4. Objective 4 – we have completed significant revisions of the mechanical and electrical design of the motorized MCBD to account for technical difficulties in the acquisition of high quality tissue samples. We have completed comprehensive technical testing of the device in our lab and presented it to our clinical collaborators. We expect to conduct the animal study with the motorized device in the next few months.
5. Objective 5 – we updated our regulatory system to account for the revisions in the ISO 14385:2016 which is needed to get the CE mark and FDA clearance for the motorized MCBD device. We have submitted application for pre-submission meeting with the FDA to review the development of the motorized MCBD and to get their recommendations on the required regulatory requirements to achieve 510k clearance for marketing in the USA. Work on materials for the CE Mark has not been completed yet due to substantial increase in the requirements following the transition of the EU from the Medical Device Directive (MDD) to the Medical Devices Regulation (MDR).
6. Objective 6 – during the first reported period we had series of consultations to prepare us for the development of the required materials to achieve HTA dossiers for our main initial markets in the EU (Germany and UK).
7. Objective 7 – We have secured additional funding to further development of the technology through our parent company in the USA, and had discussions with several device companies
We have achieved progress beyond the state of the art in our field. By inventing and developing the curved biopsy needle we expect to change the current practice of image-guided biopsy from unidimensional (samples can be acquired along the needle penetration line) to three-dimensional (samples can be acquired from a volume of interest around the needle penetration line). This will enable rapid acquisition of tissue samples from different areas of the tumour through a single needle insertion.
For this innovative objective we have developed prototypes of curved needle made of Nitinol, a highly flexible metal. The curved Nitinol needle can be straightened within the needle guide to enable the initial insertion of the needle to the target, then the curved needle can be deployed in different directions into the target, to acquire tissue samples from different areas of the tumour.
Until the end of the project we expect to complete the animal study and to start preparations for the clinical study.
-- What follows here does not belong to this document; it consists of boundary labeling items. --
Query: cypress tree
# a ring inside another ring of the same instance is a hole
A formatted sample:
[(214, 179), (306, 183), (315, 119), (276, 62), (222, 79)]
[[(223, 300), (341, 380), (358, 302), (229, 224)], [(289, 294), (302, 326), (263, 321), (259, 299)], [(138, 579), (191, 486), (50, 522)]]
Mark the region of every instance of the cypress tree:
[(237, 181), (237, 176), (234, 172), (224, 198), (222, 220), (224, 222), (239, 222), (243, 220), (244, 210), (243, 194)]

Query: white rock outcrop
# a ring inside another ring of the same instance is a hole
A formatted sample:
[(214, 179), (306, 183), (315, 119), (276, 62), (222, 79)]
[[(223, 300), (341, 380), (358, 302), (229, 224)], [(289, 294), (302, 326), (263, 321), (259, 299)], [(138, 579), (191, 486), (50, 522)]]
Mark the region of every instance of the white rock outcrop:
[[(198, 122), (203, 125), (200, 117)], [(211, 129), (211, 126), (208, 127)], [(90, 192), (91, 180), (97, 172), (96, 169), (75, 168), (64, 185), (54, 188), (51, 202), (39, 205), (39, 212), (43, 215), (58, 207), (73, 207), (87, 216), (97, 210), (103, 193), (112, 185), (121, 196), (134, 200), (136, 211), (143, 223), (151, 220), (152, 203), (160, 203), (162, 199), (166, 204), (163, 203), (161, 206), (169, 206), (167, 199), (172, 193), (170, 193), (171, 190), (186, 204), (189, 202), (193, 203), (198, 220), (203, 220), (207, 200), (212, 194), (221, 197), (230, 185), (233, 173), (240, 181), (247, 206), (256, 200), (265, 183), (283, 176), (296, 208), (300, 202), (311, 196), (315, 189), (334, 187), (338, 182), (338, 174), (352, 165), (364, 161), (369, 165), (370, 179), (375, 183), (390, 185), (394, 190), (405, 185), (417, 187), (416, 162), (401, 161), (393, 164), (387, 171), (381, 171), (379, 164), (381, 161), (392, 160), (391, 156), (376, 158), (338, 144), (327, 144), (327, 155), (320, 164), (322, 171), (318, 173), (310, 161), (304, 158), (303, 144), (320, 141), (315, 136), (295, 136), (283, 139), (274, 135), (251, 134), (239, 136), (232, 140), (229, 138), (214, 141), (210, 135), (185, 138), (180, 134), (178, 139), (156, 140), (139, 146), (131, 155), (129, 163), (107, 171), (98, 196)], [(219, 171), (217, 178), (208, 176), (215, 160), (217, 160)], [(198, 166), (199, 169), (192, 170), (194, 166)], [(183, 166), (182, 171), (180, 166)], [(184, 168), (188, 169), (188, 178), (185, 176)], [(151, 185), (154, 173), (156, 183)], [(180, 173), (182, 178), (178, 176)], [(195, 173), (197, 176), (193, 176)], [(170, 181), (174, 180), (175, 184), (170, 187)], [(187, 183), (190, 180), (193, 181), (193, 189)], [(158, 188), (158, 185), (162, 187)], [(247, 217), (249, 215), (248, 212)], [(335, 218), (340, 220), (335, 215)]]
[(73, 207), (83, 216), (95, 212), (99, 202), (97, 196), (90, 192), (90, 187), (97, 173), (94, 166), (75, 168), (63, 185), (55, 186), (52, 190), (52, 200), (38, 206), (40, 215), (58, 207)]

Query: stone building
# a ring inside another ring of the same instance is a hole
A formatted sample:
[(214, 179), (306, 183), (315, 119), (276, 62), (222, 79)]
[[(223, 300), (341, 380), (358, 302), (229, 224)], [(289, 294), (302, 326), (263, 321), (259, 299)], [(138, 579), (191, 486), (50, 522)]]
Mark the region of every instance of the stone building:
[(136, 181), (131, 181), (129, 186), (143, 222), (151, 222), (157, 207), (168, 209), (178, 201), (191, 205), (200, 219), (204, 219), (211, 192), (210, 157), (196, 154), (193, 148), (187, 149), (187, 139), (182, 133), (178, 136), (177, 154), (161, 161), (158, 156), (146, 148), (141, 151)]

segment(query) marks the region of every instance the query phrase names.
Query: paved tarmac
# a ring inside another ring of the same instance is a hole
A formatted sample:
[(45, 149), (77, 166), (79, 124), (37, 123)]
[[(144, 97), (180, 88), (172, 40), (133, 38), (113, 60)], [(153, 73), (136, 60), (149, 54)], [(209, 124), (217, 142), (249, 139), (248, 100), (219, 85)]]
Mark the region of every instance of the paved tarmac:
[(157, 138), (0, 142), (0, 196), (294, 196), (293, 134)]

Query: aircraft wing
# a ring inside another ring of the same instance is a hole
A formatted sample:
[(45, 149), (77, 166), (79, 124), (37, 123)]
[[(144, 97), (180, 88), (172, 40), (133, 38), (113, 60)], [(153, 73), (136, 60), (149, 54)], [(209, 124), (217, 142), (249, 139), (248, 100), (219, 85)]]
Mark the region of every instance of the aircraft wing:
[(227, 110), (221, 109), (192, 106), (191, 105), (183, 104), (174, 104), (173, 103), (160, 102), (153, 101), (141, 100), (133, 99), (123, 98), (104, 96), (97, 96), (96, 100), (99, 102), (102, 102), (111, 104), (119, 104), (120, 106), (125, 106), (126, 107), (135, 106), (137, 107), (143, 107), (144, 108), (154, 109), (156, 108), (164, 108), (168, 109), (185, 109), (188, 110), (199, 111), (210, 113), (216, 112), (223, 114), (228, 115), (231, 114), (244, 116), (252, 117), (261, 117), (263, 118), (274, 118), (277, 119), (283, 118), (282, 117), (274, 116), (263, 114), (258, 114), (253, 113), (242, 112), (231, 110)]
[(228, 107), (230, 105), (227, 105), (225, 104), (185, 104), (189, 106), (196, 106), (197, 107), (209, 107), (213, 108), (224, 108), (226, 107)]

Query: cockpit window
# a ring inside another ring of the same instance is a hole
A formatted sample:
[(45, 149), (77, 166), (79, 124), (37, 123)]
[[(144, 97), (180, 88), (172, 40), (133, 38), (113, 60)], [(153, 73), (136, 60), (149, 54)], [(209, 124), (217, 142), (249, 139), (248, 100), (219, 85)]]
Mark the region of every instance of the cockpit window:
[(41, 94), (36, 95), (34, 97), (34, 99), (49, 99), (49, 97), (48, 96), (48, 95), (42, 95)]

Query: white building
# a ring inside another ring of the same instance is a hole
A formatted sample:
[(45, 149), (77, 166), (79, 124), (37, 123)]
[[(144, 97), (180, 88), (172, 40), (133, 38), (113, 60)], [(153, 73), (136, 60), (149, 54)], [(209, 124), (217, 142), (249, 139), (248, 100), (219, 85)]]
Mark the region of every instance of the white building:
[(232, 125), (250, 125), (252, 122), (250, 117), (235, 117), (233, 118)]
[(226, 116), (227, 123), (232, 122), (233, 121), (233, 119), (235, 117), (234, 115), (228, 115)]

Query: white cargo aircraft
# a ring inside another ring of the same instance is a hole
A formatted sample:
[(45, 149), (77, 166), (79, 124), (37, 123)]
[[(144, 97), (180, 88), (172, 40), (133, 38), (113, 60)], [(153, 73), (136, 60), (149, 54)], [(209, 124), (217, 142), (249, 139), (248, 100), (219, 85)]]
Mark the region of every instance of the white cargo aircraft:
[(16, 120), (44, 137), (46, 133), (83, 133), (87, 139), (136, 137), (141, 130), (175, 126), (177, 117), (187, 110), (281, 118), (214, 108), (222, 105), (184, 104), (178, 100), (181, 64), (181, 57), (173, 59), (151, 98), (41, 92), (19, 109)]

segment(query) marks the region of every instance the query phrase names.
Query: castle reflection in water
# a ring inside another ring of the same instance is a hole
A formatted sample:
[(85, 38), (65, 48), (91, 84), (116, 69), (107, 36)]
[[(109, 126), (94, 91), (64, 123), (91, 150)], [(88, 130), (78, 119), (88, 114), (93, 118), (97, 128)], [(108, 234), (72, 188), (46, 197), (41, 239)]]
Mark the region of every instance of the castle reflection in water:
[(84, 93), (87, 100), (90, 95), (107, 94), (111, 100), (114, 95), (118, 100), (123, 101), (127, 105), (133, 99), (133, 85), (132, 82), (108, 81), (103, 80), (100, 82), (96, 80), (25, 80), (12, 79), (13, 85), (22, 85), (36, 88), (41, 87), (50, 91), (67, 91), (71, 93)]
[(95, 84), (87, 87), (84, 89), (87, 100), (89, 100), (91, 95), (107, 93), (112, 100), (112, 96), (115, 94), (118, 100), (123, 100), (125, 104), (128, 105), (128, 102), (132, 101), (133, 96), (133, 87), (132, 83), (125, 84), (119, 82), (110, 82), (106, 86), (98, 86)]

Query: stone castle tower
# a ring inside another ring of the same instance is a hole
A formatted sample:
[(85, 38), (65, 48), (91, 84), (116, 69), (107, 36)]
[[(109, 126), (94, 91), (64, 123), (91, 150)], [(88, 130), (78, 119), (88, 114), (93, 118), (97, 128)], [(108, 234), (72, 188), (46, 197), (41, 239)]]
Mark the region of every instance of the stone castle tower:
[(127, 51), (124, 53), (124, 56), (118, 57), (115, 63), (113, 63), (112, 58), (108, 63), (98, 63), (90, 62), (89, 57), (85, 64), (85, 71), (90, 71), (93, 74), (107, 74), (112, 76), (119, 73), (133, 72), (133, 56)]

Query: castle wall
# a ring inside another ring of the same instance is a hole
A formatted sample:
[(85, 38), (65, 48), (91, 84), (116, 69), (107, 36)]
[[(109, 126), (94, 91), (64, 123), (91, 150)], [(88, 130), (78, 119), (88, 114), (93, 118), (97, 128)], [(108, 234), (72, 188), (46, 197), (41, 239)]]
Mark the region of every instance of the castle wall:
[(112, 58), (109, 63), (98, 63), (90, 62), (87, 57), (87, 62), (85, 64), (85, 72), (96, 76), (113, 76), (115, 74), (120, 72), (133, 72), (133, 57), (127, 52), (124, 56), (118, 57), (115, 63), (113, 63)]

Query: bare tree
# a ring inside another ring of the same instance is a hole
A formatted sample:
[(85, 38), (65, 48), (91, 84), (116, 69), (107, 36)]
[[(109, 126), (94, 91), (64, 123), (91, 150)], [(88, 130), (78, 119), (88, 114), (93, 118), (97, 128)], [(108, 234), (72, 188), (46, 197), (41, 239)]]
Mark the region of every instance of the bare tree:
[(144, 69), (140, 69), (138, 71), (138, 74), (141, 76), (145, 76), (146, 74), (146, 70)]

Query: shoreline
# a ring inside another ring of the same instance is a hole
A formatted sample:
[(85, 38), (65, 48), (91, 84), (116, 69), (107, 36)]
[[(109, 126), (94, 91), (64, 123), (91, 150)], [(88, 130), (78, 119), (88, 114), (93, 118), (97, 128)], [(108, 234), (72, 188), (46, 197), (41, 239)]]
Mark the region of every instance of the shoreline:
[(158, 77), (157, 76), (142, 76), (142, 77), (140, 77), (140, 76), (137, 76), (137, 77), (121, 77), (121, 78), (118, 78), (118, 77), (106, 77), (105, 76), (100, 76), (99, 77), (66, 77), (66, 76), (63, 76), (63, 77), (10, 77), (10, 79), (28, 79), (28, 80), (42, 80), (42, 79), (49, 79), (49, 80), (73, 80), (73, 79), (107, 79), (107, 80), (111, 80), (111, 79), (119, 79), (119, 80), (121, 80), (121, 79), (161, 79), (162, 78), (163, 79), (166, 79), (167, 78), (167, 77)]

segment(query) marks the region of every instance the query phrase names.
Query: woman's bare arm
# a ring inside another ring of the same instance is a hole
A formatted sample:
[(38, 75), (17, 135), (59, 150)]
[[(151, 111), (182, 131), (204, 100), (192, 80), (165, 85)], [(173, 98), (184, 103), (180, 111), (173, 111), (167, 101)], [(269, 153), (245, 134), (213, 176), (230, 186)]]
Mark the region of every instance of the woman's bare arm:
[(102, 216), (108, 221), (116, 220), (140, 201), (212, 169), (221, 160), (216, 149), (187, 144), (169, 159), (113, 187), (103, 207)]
Our initial results on the feasibility of multi-sample acquisition and the ability to acquire tissue samples from different sites within the VOI indicate to the important of the device we develop. It will provide the ability to better characterize the biomolecular properties of the tumour and this will enable the selection of better therapy for each patient, will reduce the waste of resources due to the use of expensive therapies on patient that are unlikely to benefit from these therapies, and will improve the outcome of patients that will get better tailored therapy to their specific disease.